What about a dream ?

Let summarize. I have goal. It has to be public. (yes, it is coming ..patience .. patience .. you sound like my daughter). For accountability. I need this goal to get back in control of my life ? path ? journey ?

Well, back in the day, I had a dream (yes, not this one). A cool one. seemed very hard to accomplish 20 years ago.
"Leave France, Moving to US and go working in the silicon valley. Make video games. Be rich."


Just did it.  (except the rich part, of course). What is after the dream ?

You can realize yours dreams. I just proved it.


Another one ? somebody else to convince you ?
read this:

http://www.sailfeed.com/sailings-seriously-simple-stupid

Cruising the world on a sailboat. As it is said. it is simply stupid (to do).

The fear of death?
"I hate that the whole of the sailing industry seems to revolve around placing fear in people. Or if not placing the fear, at least assuaging a fear that the industry knows full well is overblown to begin with. Sure the ocean can be a dangerous place. Yes, we get it. Nobody is disputing that fact. But more dangerous than what? Driving to work? One in five thousand die driving. The ocean may be scarier at times, but certainly not more dangerous. More dangerous than being killed by poisoning? One in eighty-six thousand of us will go that way. Who amongst us honestly believes we are more likely to meet our maker whilst cruising the Bahamas? Come on. And even if it were more likely, which would you rather?"

Just have to train.
Half a dozen years ago, seems like eternity, I was learning to Surf, and so excited about it, was sharing it and maybe overwhelming all my coworkers around me.
One friend told me, "my dream is to get into the tube". I know it was just a way of saying, it was certainly not his ultimate "dream".
Anyway, it stuck to me. How easy it would be to realize his dream. Just have to paddle out. And again. again. And again. Eventually, you will make it. Yes, Dude.

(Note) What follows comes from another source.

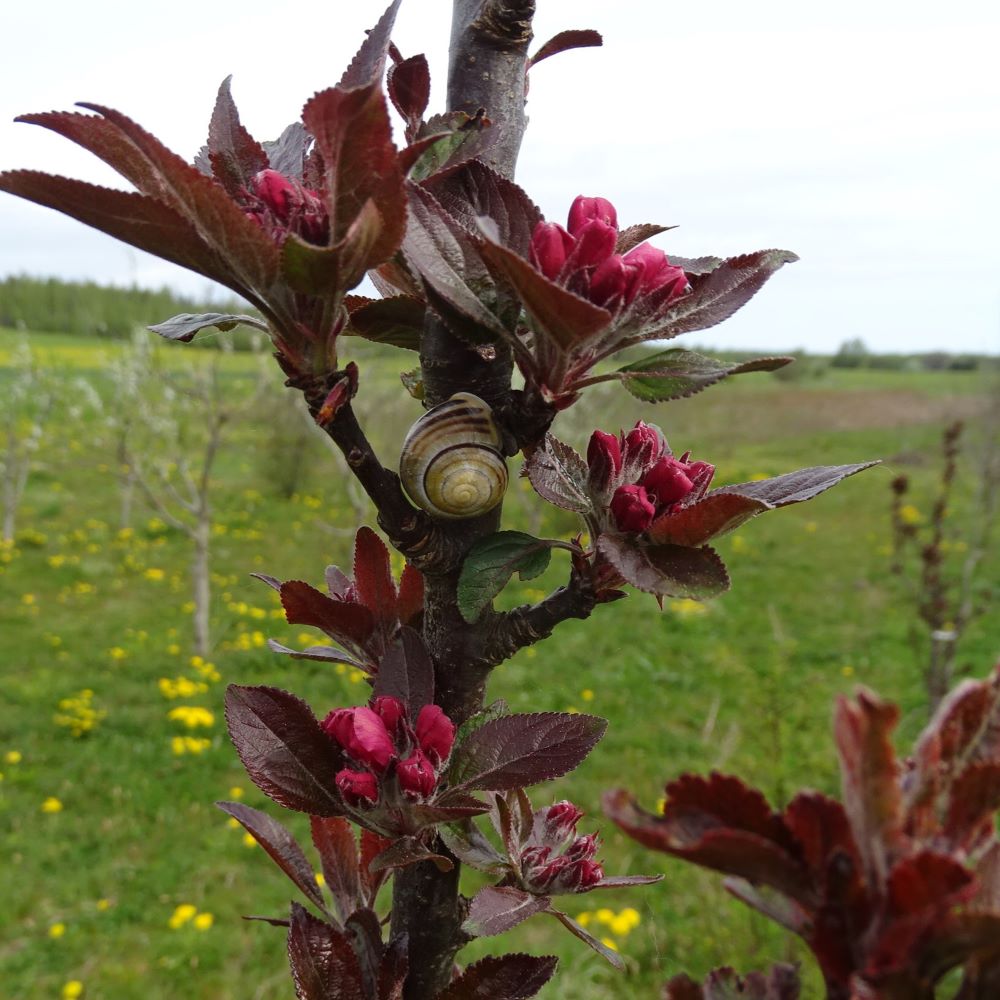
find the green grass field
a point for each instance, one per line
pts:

Nowadays, i realized how hard it is to get in the tube - lol -.At the time, I told me, well, give it a couple of years, does not look so difficult. I surfed there. OB. Several years. 
Those days, I never made it to the outside. Not that easy. Really. Trust me.


Running on empty.
Most of our dreams are in fact pretty accessible. Those which are not (I want to be rich !) are certainly bad ideas anyway. The issue is how much are you ready to sacrifice, how much do you really want it, and how many of those do you really have to realize ;)


This is where this goal idea comes from. A small step in the right direction. I have a new dream. Took me 5 years to realize I needed a new one. I was running on one empty tank. I guess not everybody needs a dream to get driven forward. Not me. I need a focus. Right now, this one seems pretty far. Maybe unreachable. Maybe not. Maybe I will share it someday. Maybe not. I just hope that if I manage to realize this one (the dream) I will be old enough to not need a new one. It is exhausting ;)

This goal is part of this dream. And this goal is achievable. Certainly. With some help (which I have) and some patience (which I lack).